Cloromas após transplante têm sido convencionalmente considerados a primeira manifestação de doença sistêmica recidivante. Entretanto, raras recidivas extramedulares isoladas de leucemia sem envolvimento concomitante da medula óssea após o transplante alogênico foram descritas. Em nosso paciente, o envolvimento seletivo dos sítios extramedulares pode ser atribuído a um efeito diferencial favorável do enxerto versus leucemia (LVG) na medula óssea, em comparação com a ENP. Isto tem resultado em excelente controle da doença apenas com radioterapia. A sobrevida excepcionalmente longa, o curso indolente e a ausência de recidiva da medula neste paciente, apesar dos cloromas repetidos, foram descritos anteriormente em casos raros pós-transplante. Notável em nosso paciente foi a resposta da leucemia cutânea à retirada da supressão imunológica, sugerindo que a GVL era adequada para controlar a doença na pele, um órgão não privilegiado.

A incidência rara dos cloromas, seu diagnóstico muitas vezes equivocado e sua localização variável resultaram em experiência clínica limitada e, portanto, na falta de diretrizes de tratamento consensuais. O papel da radiação no seu manejo tem sido tipicamente paliativo, já que baixas doses têm resultado em excelente controle da doença e alívio dos sintomas. Em contraste com estudos mais antigos que apoiam o uso de pelo menos 3000 cGy, nossa experiência com este caso e outros sugere que 2400 cGy é adequado. Além disso, apesar de ter sofrido TCE e múltiplas doses de radiação de baixa dose, a toxicidade relacionada ao tratamento deste paciente tem sido mínima, sugerindo que, neste caso, a reirradiação cuidadosamente planejada era segura. A aplicabilidade deste tipo de regime a apresentações semelhantes deve ser considerada caso a caso, uma vez que todos os casos de reirradiação requerem uma análise cuidadosa. Enquanto a maioria dos cloromas levará à recidiva sistêmica que justifica a terapia sistêmica, as recidivas extramedulares isoladas e indolentes podem representar uma minoria crescente à medida que o transplante alogênico continua a melhorar. Tais recidivas isoladas podem se beneficiar da radioterapia.

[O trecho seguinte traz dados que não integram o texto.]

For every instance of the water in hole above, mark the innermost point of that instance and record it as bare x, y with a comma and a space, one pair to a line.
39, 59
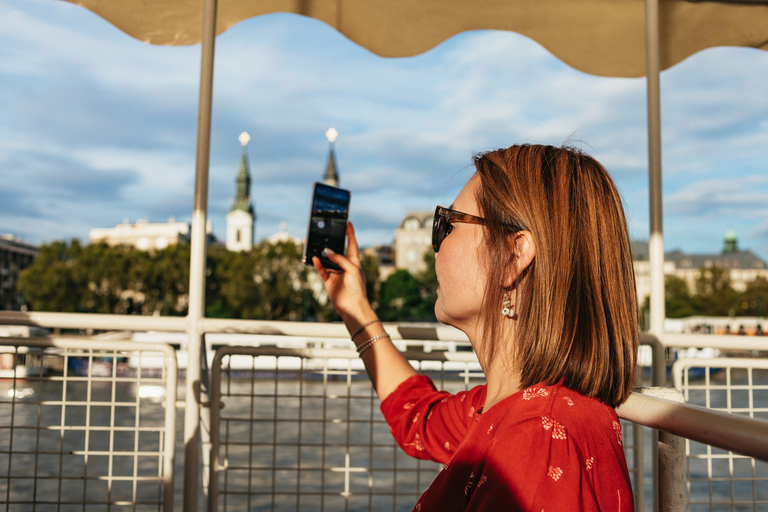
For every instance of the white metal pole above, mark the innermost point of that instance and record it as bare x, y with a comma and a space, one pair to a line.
197, 263
656, 241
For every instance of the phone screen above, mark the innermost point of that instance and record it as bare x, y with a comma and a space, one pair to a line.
327, 223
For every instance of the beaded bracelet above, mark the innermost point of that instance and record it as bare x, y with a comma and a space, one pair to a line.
362, 328
369, 343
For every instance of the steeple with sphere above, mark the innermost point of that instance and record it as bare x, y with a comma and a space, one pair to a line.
331, 176
241, 218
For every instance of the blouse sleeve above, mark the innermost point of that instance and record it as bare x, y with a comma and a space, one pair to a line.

Em conclusão, acreditamos que este caso é uma contribuição importante para a nossa compreensão limitada dos cloromas, fornecendo evidências de que nervos periféricos podem servir como um local de santuário para células leucêmicas e uma origem de cloromas. Isto desafia a crença de que os cloromas sempre precedem a recidiva sistêmica e sugere um papel evolutivo da radioterapia no manejo dos cloromas além da paliação. Além disso, são necessários estudos mais abrangentes sobre cloromas para determinar a gestão ideal.

Conflito de interesses

Os autores não possuem disclaimers ou conflito de interesses.